For instance, game No.104, I lost to the word gecko. I had “e” and “o” in place from try two, but I couldn’t get it done. The failure took longer than I would have liked, actually. I wanted to put myself out of my misery, but I kept coming up with blanks for options.
Anymore, a loss doesn’t phase me. Life goes on whether I win Wordle or not. The first time I lost, though, was harder, as I had yet to process the benefit of failing without consequence. It was the first loss that catapulted me into realizing a thing or two, so really, it was a win. I think participating in Wordle has also helped my kids practice failing in a low-stakes way, and I’m glad. If they fail at school, it affects their grades. If they fail in a tryout, it affects their participation. If they fail in Wordle, it affects nothing of consequence.

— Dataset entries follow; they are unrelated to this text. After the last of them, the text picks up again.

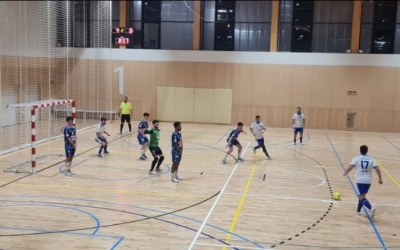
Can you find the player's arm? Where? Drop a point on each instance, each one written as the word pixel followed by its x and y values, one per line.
pixel 348 170
pixel 148 132
pixel 378 172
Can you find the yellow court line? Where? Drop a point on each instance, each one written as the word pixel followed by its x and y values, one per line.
pixel 388 174
pixel 241 202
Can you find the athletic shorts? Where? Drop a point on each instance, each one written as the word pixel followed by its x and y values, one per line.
pixel 155 151
pixel 176 157
pixel 100 140
pixel 233 142
pixel 142 139
pixel 125 118
pixel 363 188
pixel 69 152
pixel 298 130
pixel 260 142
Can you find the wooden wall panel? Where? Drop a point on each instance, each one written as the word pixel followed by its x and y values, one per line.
pixel 342 83
pixel 272 91
pixel 184 108
pixel 301 86
pixel 322 82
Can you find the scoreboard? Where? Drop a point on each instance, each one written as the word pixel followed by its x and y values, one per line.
pixel 122 36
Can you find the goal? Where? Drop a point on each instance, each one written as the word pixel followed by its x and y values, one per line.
pixel 31 124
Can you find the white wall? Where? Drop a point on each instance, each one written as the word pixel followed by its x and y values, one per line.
pixel 280 58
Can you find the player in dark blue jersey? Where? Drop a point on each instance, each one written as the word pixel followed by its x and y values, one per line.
pixel 142 138
pixel 177 148
pixel 233 141
pixel 69 143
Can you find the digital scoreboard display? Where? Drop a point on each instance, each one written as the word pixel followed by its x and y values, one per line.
pixel 122 36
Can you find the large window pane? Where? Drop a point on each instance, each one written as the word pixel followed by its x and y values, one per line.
pixel 176 36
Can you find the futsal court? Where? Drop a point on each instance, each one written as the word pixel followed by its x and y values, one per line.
pixel 285 203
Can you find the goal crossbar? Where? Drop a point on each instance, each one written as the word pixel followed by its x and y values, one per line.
pixel 37 105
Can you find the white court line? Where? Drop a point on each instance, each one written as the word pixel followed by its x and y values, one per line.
pixel 216 201
pixel 309 199
pixel 229 246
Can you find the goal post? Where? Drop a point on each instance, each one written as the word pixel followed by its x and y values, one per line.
pixel 44 117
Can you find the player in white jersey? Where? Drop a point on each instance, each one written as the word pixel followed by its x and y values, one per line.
pixel 99 136
pixel 258 129
pixel 299 121
pixel 364 165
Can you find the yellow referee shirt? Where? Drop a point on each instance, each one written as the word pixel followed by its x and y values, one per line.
pixel 125 108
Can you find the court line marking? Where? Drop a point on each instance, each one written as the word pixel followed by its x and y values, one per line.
pixel 120 238
pixel 224 134
pixel 308 199
pixel 131 206
pixel 216 201
pixel 96 220
pixel 241 202
pixel 391 143
pixel 239 247
pixel 356 194
pixel 388 174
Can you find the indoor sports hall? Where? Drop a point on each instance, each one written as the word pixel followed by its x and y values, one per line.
pixel 208 65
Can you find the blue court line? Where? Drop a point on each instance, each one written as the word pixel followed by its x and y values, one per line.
pixel 117 179
pixel 391 143
pixel 120 238
pixel 144 208
pixel 63 207
pixel 356 193
pixel 224 135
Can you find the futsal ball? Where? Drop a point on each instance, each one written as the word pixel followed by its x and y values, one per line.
pixel 336 196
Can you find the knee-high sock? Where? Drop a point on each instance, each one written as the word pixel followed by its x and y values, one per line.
pixel 153 163
pixel 160 161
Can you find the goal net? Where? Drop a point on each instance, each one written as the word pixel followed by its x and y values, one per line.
pixel 32 124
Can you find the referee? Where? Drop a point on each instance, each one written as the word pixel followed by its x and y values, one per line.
pixel 126 113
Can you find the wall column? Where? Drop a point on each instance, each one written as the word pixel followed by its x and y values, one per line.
pixel 196 25
pixel 122 16
pixel 356 26
pixel 273 47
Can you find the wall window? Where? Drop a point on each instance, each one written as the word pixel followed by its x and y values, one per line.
pixel 177 25
pixel 252 25
pixel 332 26
pixel 285 25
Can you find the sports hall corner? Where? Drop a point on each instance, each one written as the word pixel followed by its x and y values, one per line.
pixel 199 125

When we first began playing, family members looked to me for hints because I generally play first. In the beginning, I handed hints out like candy – protecting them from failure. Recently I’ve sensed a shift. We still don’t WANT to lose, but we’ve each realized the world keeps right on spinning. We don’t get bad grades. We don’t lose a spot on a team or in a group. We occasionally fail and keep going.

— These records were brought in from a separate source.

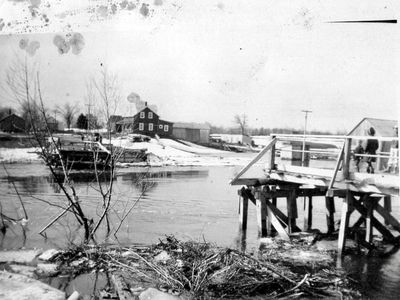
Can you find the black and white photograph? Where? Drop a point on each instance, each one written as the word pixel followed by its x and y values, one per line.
pixel 214 149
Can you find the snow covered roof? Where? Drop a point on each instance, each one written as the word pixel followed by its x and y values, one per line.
pixel 192 125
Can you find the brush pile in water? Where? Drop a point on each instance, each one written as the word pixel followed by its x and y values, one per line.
pixel 202 271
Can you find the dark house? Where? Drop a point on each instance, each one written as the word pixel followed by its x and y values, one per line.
pixel 12 123
pixel 145 122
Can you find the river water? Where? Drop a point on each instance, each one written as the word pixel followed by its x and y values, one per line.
pixel 189 202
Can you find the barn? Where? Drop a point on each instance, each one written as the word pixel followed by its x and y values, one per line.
pixel 383 128
pixel 192 132
pixel 12 123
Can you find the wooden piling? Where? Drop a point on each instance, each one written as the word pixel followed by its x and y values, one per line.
pixel 243 208
pixel 344 222
pixel 261 209
pixel 369 205
pixel 330 214
pixel 387 205
pixel 292 210
pixel 307 213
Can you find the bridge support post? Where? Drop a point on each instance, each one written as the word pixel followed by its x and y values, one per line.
pixel 292 211
pixel 243 208
pixel 387 205
pixel 307 213
pixel 347 209
pixel 261 208
pixel 330 211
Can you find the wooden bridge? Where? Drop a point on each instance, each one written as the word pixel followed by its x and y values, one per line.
pixel 269 177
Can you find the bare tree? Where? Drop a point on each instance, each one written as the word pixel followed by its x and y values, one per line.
pixel 241 121
pixel 23 84
pixel 105 88
pixel 68 112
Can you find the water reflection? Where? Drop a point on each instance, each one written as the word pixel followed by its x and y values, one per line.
pixel 379 278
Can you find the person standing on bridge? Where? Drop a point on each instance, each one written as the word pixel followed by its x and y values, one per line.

I recently heard a podcast interview on The Russell Moore Show between Moore and Jonathan Haidt, NYU professor, psychologist and author, where Haidt said this: “I teach in a business school and we’re always talking about the importance of taking risks – the people who made big breakthroughs took risks. And pretty much all the great people failed over and over again. You need to take risks and you need to fail, especially in a low-stakes environment. And I think what we’re beginning to see is that Gen Z is so anxious, they’re not going to take risks, so this is actually putting our economy in danger. We have a generation that isn’t suited for capitalism, that plays it safe, that is afraid, that sees the world as threatening, that hasn’t learned to find its way through the world. And this isn’t just a tragedy for the kids and their families. I think America could lose its economic vitality.”
This concerns me beyond business school and capitalism. And it’s not just Gen Z, though I’m raising a few Gen Z’ers. At 39, I’m a millennial and I’m impacted by the fear of failure, too. I’ve spent years where failure affected grades and participation and I learned to play it safe. I’ve been in situations where failure affected my position and reputation. As an adult I haven’t had enough low-stakes options to practice failing. Everything feels large and consequential. But Wordle’s helping.
If you haven’t played, I’d encourage you to try; to loosen your grip and let the letters fly.